Sak SC., Barrett JH., Paul AB., Bishop DT., Kiltie AE.
BACKGROUND: Cigarette smoking and chemical occupational exposure are the main known risk factors for bladder transitional cell carcinoma (TCC). Oxidative DNA damage induced by carcinogens present in these exposures requires accurate base excision repair (BER). The XRCC1 protein plays a crucial role in BER by acting as a scaffold for other BER enzymes. Variants in the XRCC1 gene might alter protein structure or function or create alternatively spliced proteins which may influence BER efficiency and hence affect individual susceptibility to bladder cancer. Recent epidemiological studies have shown inconsistent associations between these polymorphisms and bladder cancer. To clarify the situation, we conducted a comprehensive analysis of 14 XRCC1 polymorphisms in a case-control study involving more than 1100 subjects. RESULTS: We found no evidence of an association between any of the 14 XRCC1 polymorphisms and bladder cancer risk. However, we found carriage of the variant Arg280His allele to be marginally associated with increased bladder cancer risk compared to the wild-type genotype (adjusted odds ratio [95% confidence interval], 1.50 [0.98-2.28], p = 0.06).
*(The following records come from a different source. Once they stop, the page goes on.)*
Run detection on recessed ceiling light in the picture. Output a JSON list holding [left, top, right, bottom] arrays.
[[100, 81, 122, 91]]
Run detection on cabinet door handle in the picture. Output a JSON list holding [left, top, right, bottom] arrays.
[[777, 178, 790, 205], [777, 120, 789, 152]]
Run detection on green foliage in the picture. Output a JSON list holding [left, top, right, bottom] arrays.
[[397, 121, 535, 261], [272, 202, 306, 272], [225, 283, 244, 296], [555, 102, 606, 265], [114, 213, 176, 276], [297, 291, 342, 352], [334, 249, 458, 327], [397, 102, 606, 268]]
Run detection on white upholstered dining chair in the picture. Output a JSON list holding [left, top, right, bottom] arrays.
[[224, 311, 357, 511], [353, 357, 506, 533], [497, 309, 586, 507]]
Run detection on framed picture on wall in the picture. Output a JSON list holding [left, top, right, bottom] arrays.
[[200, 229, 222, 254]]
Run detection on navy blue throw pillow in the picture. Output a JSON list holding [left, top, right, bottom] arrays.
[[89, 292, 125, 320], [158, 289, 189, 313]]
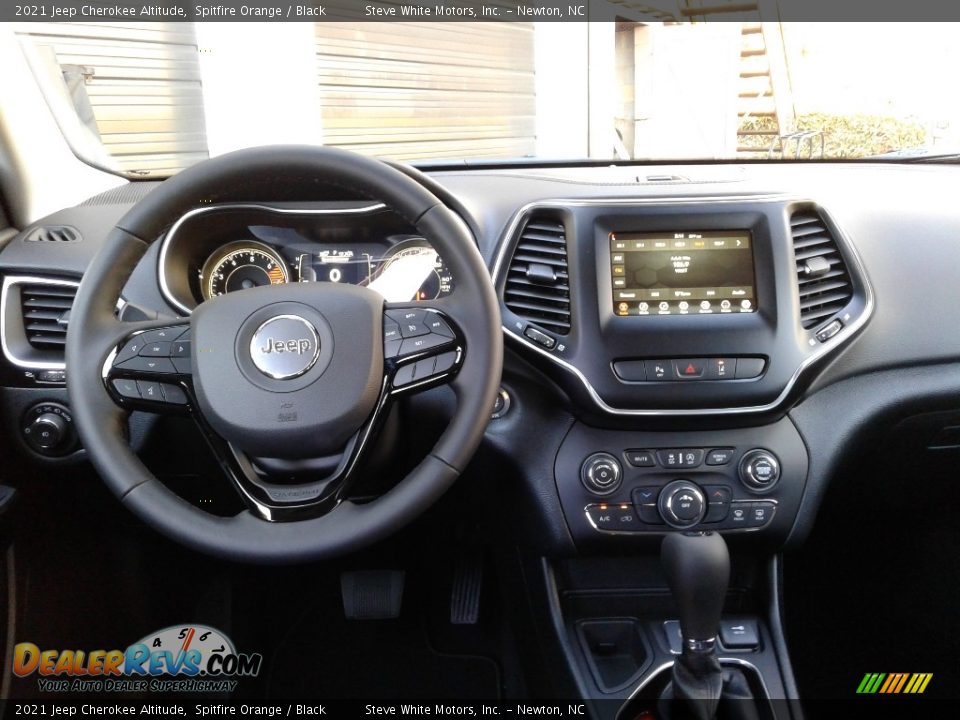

The association was stronger for current smokers such that individuals carrying the variant 280His allele had a two to three-fold increased risk of bladder cancer compared to those carrying the wildtype genotype (p = 0.09). However, the evidence for gene-environment interaction was not statistically significant (p = 0.45). CONCLUSION: We provide no evidence of an association between polymorphisms in XRCC1 and bladder cancer risk, although our study had only limited power to detect the association for low frequency variants, such as Arg280His.